Figure 1: Illustration of parallelism mappings with MoE Parallel Folding.

Token Dispatcher

The study also introduces a sophisticated token-level dispatcher, capable of handling complex parallelism schemes within MoE models. This dispatcher facilitates both token-dropping and token-dropless training paradigms across various parallel dimensions, ensuring optimized data routing and functional integrity despite dynamic tensor shapes and routing requirements.

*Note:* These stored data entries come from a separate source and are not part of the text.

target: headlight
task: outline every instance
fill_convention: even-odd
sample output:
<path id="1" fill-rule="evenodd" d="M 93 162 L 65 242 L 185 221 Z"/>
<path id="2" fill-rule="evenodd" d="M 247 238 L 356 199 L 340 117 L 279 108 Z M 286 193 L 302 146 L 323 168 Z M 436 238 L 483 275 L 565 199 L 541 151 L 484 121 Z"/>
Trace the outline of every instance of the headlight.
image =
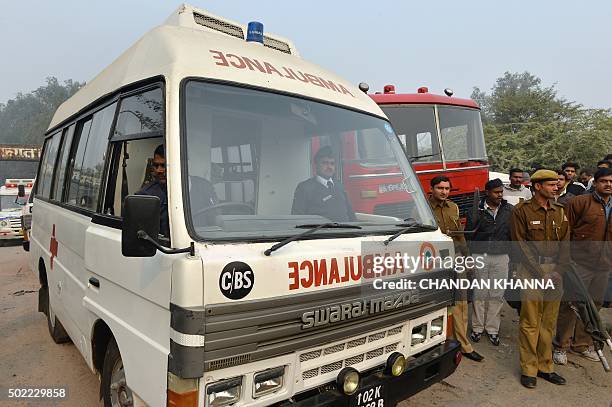
<path id="1" fill-rule="evenodd" d="M 412 337 L 410 343 L 412 346 L 425 342 L 427 338 L 427 324 L 421 324 L 412 328 Z"/>
<path id="2" fill-rule="evenodd" d="M 240 400 L 242 393 L 242 377 L 223 380 L 206 387 L 208 406 L 229 406 Z"/>
<path id="3" fill-rule="evenodd" d="M 431 330 L 429 337 L 433 338 L 434 336 L 442 335 L 442 331 L 444 330 L 444 317 L 438 317 L 431 321 Z"/>
<path id="4" fill-rule="evenodd" d="M 255 374 L 253 378 L 253 398 L 274 393 L 283 387 L 285 367 L 275 367 Z"/>
<path id="5" fill-rule="evenodd" d="M 406 358 L 399 352 L 393 352 L 387 359 L 387 374 L 401 376 L 406 369 Z"/>
<path id="6" fill-rule="evenodd" d="M 4 219 L 0 220 L 0 227 L 5 228 L 8 225 L 9 225 L 9 223 L 8 223 L 7 220 L 4 220 Z"/>
<path id="7" fill-rule="evenodd" d="M 359 388 L 359 372 L 352 367 L 345 367 L 338 373 L 336 385 L 342 393 L 350 396 Z"/>

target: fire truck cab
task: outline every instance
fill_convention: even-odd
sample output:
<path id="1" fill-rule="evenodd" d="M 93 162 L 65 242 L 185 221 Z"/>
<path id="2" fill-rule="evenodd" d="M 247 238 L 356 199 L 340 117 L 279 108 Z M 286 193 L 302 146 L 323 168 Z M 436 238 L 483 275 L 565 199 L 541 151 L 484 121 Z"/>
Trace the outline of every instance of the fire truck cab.
<path id="1" fill-rule="evenodd" d="M 480 118 L 480 107 L 471 99 L 429 93 L 400 94 L 386 85 L 382 93 L 371 94 L 385 112 L 404 145 L 423 189 L 438 175 L 451 180 L 450 199 L 462 216 L 473 204 L 474 191 L 488 180 L 488 159 Z"/>

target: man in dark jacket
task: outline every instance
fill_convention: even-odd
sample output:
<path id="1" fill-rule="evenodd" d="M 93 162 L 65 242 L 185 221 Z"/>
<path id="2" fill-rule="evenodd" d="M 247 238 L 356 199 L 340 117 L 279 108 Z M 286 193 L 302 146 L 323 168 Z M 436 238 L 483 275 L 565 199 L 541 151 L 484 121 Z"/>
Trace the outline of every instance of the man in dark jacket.
<path id="1" fill-rule="evenodd" d="M 580 166 L 576 163 L 564 163 L 561 166 L 561 170 L 565 173 L 566 186 L 565 190 L 571 194 L 582 195 L 586 191 L 586 187 L 580 182 L 576 182 L 576 171 L 580 169 Z"/>
<path id="2" fill-rule="evenodd" d="M 486 183 L 485 193 L 475 219 L 474 214 L 468 211 L 466 229 L 475 230 L 467 235 L 472 255 L 485 258 L 485 267 L 476 269 L 475 278 L 489 281 L 491 288 L 474 290 L 470 338 L 478 342 L 486 331 L 491 343 L 499 346 L 499 316 L 504 304 L 504 290 L 494 288 L 494 281 L 508 277 L 510 217 L 514 207 L 503 199 L 504 184 L 499 178 Z"/>
<path id="3" fill-rule="evenodd" d="M 567 218 L 576 272 L 599 307 L 612 269 L 612 169 L 600 168 L 594 179 L 595 191 L 572 199 Z M 566 292 L 567 299 L 571 300 L 571 287 Z M 592 339 L 567 302 L 559 308 L 554 345 L 553 360 L 557 364 L 567 363 L 567 350 L 593 362 L 599 361 Z"/>
<path id="4" fill-rule="evenodd" d="M 293 194 L 294 215 L 319 215 L 334 222 L 357 220 L 344 186 L 334 179 L 336 157 L 331 147 L 321 147 L 314 157 L 317 174 L 300 182 Z"/>

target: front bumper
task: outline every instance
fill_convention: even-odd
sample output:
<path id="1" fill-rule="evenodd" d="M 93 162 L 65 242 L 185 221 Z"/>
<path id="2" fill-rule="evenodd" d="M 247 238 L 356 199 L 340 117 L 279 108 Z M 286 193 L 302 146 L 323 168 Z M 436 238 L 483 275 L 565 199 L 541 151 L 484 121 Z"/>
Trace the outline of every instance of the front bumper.
<path id="1" fill-rule="evenodd" d="M 0 240 L 4 239 L 21 239 L 23 235 L 21 234 L 21 230 L 16 231 L 13 229 L 1 229 L 0 230 Z"/>
<path id="2" fill-rule="evenodd" d="M 455 358 L 461 351 L 459 342 L 447 340 L 422 353 L 416 359 L 408 361 L 406 371 L 398 377 L 384 374 L 380 370 L 362 376 L 360 388 L 382 384 L 385 386 L 385 407 L 395 406 L 402 400 L 426 389 L 434 383 L 444 380 L 453 374 L 457 368 Z M 291 402 L 284 401 L 282 407 L 315 407 L 315 406 L 350 406 L 351 398 L 338 390 L 328 390 L 323 393 Z"/>

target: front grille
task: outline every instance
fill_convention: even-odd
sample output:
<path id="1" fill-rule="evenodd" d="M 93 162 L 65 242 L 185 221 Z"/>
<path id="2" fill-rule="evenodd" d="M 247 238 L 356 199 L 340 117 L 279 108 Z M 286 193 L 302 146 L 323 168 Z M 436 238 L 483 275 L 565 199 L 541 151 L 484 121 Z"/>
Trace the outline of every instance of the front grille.
<path id="1" fill-rule="evenodd" d="M 462 218 L 464 216 L 467 216 L 467 212 L 472 208 L 474 204 L 473 193 L 452 195 L 449 198 L 459 207 L 459 216 Z"/>
<path id="2" fill-rule="evenodd" d="M 321 366 L 321 374 L 327 374 L 330 372 L 335 372 L 336 370 L 342 369 L 342 361 L 330 363 L 325 366 Z"/>
<path id="3" fill-rule="evenodd" d="M 314 352 L 302 353 L 300 355 L 300 362 L 306 362 L 307 360 L 316 359 L 321 356 L 321 350 L 315 350 Z"/>
<path id="4" fill-rule="evenodd" d="M 329 348 L 325 348 L 325 350 L 323 352 L 326 355 L 331 355 L 332 353 L 343 351 L 344 350 L 344 346 L 345 346 L 344 343 L 342 343 L 340 345 L 336 345 L 336 346 L 330 346 Z"/>
<path id="5" fill-rule="evenodd" d="M 363 345 L 364 343 L 366 343 L 366 338 L 365 338 L 365 337 L 363 337 L 363 338 L 359 338 L 359 339 L 355 339 L 355 340 L 350 341 L 350 342 L 349 342 L 349 343 L 346 345 L 346 347 L 350 349 L 350 348 L 354 348 L 355 346 L 361 346 L 361 345 Z"/>
<path id="6" fill-rule="evenodd" d="M 389 204 L 378 204 L 374 207 L 374 215 L 393 216 L 394 218 L 409 218 L 414 204 L 412 202 L 397 202 Z"/>
<path id="7" fill-rule="evenodd" d="M 193 18 L 196 24 L 203 25 L 211 30 L 220 31 L 232 37 L 244 39 L 242 27 L 200 13 L 193 13 Z"/>
<path id="8" fill-rule="evenodd" d="M 346 342 L 341 342 L 333 346 L 310 350 L 300 354 L 301 367 L 302 369 L 304 369 L 304 371 L 302 372 L 302 379 L 309 380 L 326 374 L 337 374 L 340 370 L 342 370 L 343 367 L 354 366 L 363 362 L 369 364 L 384 363 L 384 359 L 378 361 L 373 359 L 381 358 L 384 355 L 394 352 L 399 348 L 400 341 L 402 340 L 401 337 L 393 338 L 394 341 L 392 343 L 388 343 L 388 338 L 401 333 L 402 328 L 403 325 L 394 326 L 388 329 L 383 329 L 381 331 L 372 332 L 364 337 L 350 339 Z M 383 341 L 383 339 L 385 338 L 387 339 Z M 372 344 L 372 342 L 376 343 Z M 376 346 L 376 348 L 373 349 L 374 346 Z M 345 354 L 338 355 L 340 358 L 342 358 L 341 360 L 335 360 L 329 363 L 328 355 L 337 354 L 338 352 L 343 351 L 345 352 Z M 346 353 L 349 354 L 347 355 Z M 321 358 L 321 361 L 319 363 L 328 363 L 312 368 L 313 364 L 316 366 L 318 358 Z"/>
<path id="9" fill-rule="evenodd" d="M 233 356 L 220 360 L 213 360 L 208 364 L 209 370 L 224 369 L 226 367 L 238 366 L 251 361 L 251 355 Z"/>
<path id="10" fill-rule="evenodd" d="M 416 276 L 414 280 L 418 284 L 425 277 L 449 279 L 451 272 L 452 270 L 436 270 L 427 276 Z M 323 290 L 267 301 L 207 305 L 202 311 L 193 311 L 205 315 L 206 344 L 203 368 L 205 371 L 212 371 L 297 352 L 301 377 L 304 371 L 401 342 L 407 335 L 406 329 L 401 329 L 404 321 L 419 318 L 450 305 L 453 298 L 452 290 L 427 290 L 421 294 L 421 301 L 414 306 L 310 329 L 303 328 L 302 316 L 305 312 L 336 304 L 374 299 L 380 294 L 368 285 Z M 384 331 L 390 332 L 382 339 L 368 342 L 369 337 L 382 337 L 377 334 Z M 336 345 L 341 346 L 336 348 Z M 325 349 L 328 349 L 327 355 Z M 240 360 L 239 357 L 244 357 L 245 360 Z M 364 361 L 359 368 L 375 362 L 377 363 L 378 359 Z M 326 376 L 325 379 L 327 378 Z"/>
<path id="11" fill-rule="evenodd" d="M 10 218 L 9 226 L 13 230 L 13 232 L 21 232 L 21 219 L 20 218 Z"/>
<path id="12" fill-rule="evenodd" d="M 363 362 L 363 355 L 353 356 L 352 358 L 348 358 L 344 361 L 347 366 L 353 366 L 361 362 Z"/>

Figure 2: Workflow of token dispatcher with Tensor Parallelism and Expert Parallelism.

Experimental Evaluation

Performance Metrics

Through rigorous experiments, the framework demonstrated major improvements, achieving up to 49.3% Model Flops Utilization (MFU) for the Mixtral 8x22B model and 39.0% MFU for the Qwen2-57B-A14B model on NVIDIA H100 GPUs. These results significantly outperform existing methods, highlighting the scalability and efficiency of the proposed parallelism strategies.

Figure 3: Strong scaling experiments for various parallelism strategies by increasing number of GPUs up to 1024.

Scaling Efficiency

The practical benefits of MoE Parallel Folding extend to scaling efficiency across 1,024 GPUs and maintaining high performance with sequence lengths up to 128K tokens. The framework’s adaptability to varying computational demands ensures robust scalability, pivotal for accommodating diverse model architectures.

Figure 4: Context-scaling experiments by increasing context length and number of GPUs up to 128K and 1024.

Implications and Future Directions

The implications of this research traverse both theoretical and practical domains. By refining parallelism strategies for MoE models, this study contributes to more efficient resource utilization, potentially reducing the environmental footprint and computational expenses associated with training expansive models. Moreover, the flexibility afforded by MoE Parallel Folding hints at opportunities for further adaptations tailored to emerging hardware architectures and evolving networking capabilities.

Future investigations might explore extending these frameworks towards even larger and more complex model designs, potentially integrating novel routing mechanisms or dynamic adjustment features to further enhance performance and scalability.

Conclusion

The integration of MoE Parallel Folding represents a significant stride in optimizing large-scale MoE model training. By decoupling and refining parallelization strategies, the framework achieves notable improvements in computational efficiency and flexibility, underscoring its practical relevance in contemporary AI research and development. With the demonstrated scalability and performance enhancements, this study paves the way for further innovations in efficient AI model training methodologies.